Thursday, October 13, 2011

'Short History of the American South' by Amorak Huey

 
 
                    “Blood where the sky has opened.”

 – Jorie Graham



“You may bury my body, ooh

down by the highway side

So my old evil spirit

can catch a Greyhound bus and ride”

 – Robert Johnson



Up early. Water level low enough to walk

a hundred yards toward horizon: mud flats

crack and squelch underfoot. No one

                                      else is here

this morning. Unfamiliar sun awaits,

hungry dark lingers against gulf’s goodbye kiss,

last girl in the dance hall, first one

to meet your eye. A wink is a promise

and a threat: follow or sit down.

In this part of the world we are never



alone and this is not my story.



How many songs before you understand

why a body must keep moving?

That when you stop, you die. This is said

of certain sharks, though it might be untrue –

but we do all of us sense blood.
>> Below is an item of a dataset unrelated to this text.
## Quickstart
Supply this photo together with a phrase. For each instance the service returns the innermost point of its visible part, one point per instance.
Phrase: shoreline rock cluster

Imagine:

single drop: one million gallons of saltwater. Still,

there is nothing evil in this world –

your chances

of being divine so small as to be invisible –

                           to peel back

what is known about the visible

requires a sort of wisdom,

an awareness of danger – you find yourself

in this spot where the last rivers end

and sky folds into ocean –



closer & closer, then farther away.






"Short History of the American South" appeared in Blue Earth Review 8.2 (Spring 2010).